ROBERTSON COLUMN: Georgia needs more clean energy to stimulate the economy
By Randy Robertson
Represents district 29 in Georgia Senate
Clean energy has become an economic boom for Georgia. We are growing in solar installations, solar jobs, and access to clean, cost-efficient energy. This clean energy expansion has a variety of benefits — from making our state’s economy stronger and providing more jobs to creating a more sustainable place for future generations. Solar energy and the growth of electric vehicles add an incredible benefit to Georgia’s economy and improve our quality of life.
Over the course of my three legislative sessions, I have supported policies that help our state grow and become a better place. That is why I have co-sponsored Senate Bill 299 which includes amendments to the 2015 Solar Free-Market Act and the Cogeneration Act of 2001. SB 299 also includes more opportunities for churches and nonprofits to do community solar programs when rooftop solar is otherwise not an option.
Georgia is in excellent shape to proceed with more solar and electric battery production to stimulate our economy, improve our air quality, and provide clean, cost-efficient energy. As Georgia Department of Economic Development Commissioner Pat Wilson recently pointed out in the Atlanta Business Chronicle, we are Top Ten in solar production and also led the country in increased solar jobs in 2019. COVID-19 set the industry back as installations and public interaction decreased, but we are well-positioned to have clean energy be a major factor in our economic recovery.
Georgia has also become a magnet for electric vehicle battery production. Governor Kemp’s leadership, along with the our federal delegation, helped ease the international impasse that could have prevented the world’s top producer of electric vehicle batteries from operating in Commerce, Georgia. According to Governor Kemp’s letter to President Biden to intervene in the SK Innovation case, “The plant’s initial yearly output will supply … enough battery capacity for 330,000 electric cars and there are plans for it to expand to employ more than 6,000 workers ….”
In Senate District 29, Fortune 500 companies and local municipalities now have the option to negotiate longer contracts for solar energy because of Senate Bill 95, legislation I sponsored two years ago. Without that ability, we would have missed out on a large facility with hundreds of jobs. We are fortunate to claim home base to The Ray, the nation’s only solar highway and headquarters of their home office which provides cutting edge research for more sustainable transportation systems.
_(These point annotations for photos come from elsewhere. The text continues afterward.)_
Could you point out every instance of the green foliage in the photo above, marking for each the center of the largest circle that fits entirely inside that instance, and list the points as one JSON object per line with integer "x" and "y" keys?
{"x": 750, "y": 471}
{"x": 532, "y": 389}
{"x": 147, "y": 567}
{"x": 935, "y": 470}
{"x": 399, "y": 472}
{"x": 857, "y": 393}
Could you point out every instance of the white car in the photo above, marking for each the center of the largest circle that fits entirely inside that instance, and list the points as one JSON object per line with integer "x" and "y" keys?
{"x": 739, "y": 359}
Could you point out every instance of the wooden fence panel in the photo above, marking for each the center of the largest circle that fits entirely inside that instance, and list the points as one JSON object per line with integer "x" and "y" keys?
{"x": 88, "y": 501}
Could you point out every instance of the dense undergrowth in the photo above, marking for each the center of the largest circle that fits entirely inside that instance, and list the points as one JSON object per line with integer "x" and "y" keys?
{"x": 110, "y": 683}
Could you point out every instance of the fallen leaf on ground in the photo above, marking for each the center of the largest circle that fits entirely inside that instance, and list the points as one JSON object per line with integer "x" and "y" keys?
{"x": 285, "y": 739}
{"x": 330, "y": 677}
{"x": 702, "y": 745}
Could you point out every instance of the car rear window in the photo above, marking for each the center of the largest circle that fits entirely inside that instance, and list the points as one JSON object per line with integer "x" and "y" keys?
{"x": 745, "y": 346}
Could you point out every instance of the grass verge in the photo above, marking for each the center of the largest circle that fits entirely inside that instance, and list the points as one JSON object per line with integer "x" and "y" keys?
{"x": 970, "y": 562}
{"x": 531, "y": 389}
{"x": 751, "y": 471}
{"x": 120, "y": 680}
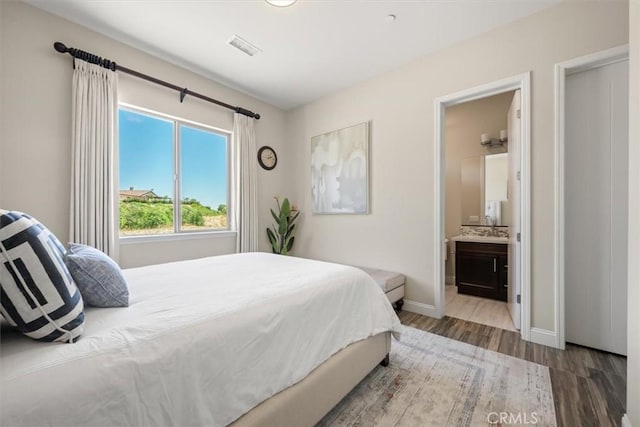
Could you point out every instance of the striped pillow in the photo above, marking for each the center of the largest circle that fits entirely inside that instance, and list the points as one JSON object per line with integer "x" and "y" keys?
{"x": 37, "y": 294}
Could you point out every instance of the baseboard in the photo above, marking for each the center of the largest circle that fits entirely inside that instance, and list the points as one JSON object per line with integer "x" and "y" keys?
{"x": 420, "y": 308}
{"x": 543, "y": 336}
{"x": 625, "y": 421}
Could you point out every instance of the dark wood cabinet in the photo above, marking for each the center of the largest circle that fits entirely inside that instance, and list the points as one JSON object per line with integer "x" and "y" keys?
{"x": 482, "y": 270}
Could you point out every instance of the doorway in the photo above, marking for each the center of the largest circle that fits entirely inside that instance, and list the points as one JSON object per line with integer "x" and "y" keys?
{"x": 521, "y": 236}
{"x": 592, "y": 172}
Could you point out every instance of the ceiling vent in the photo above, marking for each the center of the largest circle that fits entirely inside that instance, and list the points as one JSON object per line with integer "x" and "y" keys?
{"x": 243, "y": 45}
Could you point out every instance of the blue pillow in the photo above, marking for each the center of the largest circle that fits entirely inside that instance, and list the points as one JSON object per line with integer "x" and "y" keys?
{"x": 99, "y": 278}
{"x": 37, "y": 293}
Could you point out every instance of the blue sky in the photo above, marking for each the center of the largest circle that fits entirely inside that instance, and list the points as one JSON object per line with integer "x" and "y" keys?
{"x": 147, "y": 159}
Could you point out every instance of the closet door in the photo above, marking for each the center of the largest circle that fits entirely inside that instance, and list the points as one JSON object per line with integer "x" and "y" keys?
{"x": 596, "y": 182}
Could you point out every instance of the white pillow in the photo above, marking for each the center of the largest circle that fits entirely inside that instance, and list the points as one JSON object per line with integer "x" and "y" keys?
{"x": 38, "y": 294}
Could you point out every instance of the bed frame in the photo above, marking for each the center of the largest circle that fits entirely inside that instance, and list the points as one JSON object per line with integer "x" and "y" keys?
{"x": 306, "y": 402}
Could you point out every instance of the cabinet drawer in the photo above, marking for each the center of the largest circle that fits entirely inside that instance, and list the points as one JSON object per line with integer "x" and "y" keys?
{"x": 484, "y": 248}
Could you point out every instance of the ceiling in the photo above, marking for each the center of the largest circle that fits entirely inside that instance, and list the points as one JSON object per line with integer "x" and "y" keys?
{"x": 308, "y": 50}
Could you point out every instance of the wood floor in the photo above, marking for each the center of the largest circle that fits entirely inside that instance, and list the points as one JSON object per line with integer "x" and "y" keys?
{"x": 589, "y": 386}
{"x": 479, "y": 310}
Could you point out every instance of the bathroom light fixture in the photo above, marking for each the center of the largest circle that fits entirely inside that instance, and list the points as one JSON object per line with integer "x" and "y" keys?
{"x": 281, "y": 3}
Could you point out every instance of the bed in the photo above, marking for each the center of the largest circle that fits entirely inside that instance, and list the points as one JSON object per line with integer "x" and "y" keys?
{"x": 248, "y": 339}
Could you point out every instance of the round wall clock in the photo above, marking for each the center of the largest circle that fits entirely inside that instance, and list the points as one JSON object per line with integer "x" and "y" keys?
{"x": 267, "y": 157}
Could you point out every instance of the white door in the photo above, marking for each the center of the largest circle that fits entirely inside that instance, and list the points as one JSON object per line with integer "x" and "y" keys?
{"x": 513, "y": 133}
{"x": 596, "y": 182}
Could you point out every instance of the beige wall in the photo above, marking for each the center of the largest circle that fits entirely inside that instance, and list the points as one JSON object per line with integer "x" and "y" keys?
{"x": 633, "y": 295}
{"x": 35, "y": 137}
{"x": 464, "y": 124}
{"x": 399, "y": 233}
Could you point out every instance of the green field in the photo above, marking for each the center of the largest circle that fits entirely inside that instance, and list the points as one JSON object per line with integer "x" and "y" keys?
{"x": 136, "y": 217}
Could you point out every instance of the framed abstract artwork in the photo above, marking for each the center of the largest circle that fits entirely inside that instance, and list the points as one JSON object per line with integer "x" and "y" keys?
{"x": 340, "y": 171}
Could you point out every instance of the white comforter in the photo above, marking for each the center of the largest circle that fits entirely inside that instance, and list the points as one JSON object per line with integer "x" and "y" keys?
{"x": 201, "y": 343}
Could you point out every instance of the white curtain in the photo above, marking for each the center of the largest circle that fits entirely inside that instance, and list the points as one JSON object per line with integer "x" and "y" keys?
{"x": 244, "y": 199}
{"x": 94, "y": 194}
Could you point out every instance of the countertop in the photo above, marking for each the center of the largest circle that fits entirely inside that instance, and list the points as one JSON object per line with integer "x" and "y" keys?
{"x": 481, "y": 239}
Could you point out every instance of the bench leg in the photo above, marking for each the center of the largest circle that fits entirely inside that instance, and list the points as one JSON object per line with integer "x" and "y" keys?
{"x": 385, "y": 361}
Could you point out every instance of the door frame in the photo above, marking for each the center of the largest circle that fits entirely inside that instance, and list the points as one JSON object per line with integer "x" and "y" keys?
{"x": 523, "y": 83}
{"x": 562, "y": 70}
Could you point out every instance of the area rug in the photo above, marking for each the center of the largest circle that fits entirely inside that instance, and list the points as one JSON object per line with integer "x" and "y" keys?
{"x": 436, "y": 381}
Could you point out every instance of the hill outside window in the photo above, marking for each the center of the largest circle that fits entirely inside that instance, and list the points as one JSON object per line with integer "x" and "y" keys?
{"x": 173, "y": 174}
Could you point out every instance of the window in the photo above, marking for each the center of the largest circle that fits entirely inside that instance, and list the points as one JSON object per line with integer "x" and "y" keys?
{"x": 153, "y": 150}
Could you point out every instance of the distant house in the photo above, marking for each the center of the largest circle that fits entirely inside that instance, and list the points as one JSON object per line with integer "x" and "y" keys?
{"x": 142, "y": 195}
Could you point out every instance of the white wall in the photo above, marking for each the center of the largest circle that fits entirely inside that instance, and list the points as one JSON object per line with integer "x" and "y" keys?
{"x": 399, "y": 233}
{"x": 633, "y": 295}
{"x": 464, "y": 123}
{"x": 36, "y": 134}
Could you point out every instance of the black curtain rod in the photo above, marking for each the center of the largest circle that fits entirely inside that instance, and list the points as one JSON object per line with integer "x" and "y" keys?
{"x": 111, "y": 65}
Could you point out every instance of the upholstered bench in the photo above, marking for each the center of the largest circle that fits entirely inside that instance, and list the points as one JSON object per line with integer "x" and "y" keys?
{"x": 391, "y": 283}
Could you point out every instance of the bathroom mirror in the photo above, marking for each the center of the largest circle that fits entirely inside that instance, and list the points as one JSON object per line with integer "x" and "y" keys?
{"x": 484, "y": 183}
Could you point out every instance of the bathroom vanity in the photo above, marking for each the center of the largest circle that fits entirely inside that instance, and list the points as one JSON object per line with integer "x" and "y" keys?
{"x": 482, "y": 267}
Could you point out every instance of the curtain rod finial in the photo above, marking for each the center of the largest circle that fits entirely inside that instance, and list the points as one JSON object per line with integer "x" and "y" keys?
{"x": 60, "y": 47}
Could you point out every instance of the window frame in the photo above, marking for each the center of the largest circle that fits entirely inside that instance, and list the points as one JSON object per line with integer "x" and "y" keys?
{"x": 178, "y": 233}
It’s for these reasons and the clear need for more solar energy manufacturing and electric vehicle production, Georgia’s voters want more clean energy.
In a recent UGA poll, 87% of Georgia voters want more solar energy. I am quite certain the 6,000 local employees at the SK Innovation plant want more, too. I applaud Governor Kemp and our federal delegation for protecting our investment in electric battery production and I encourage the Georgia Senate to support Senate Bill 299 to expand solar energy markets in Georgia. It’s the conservative solution for our economy and our quality of life.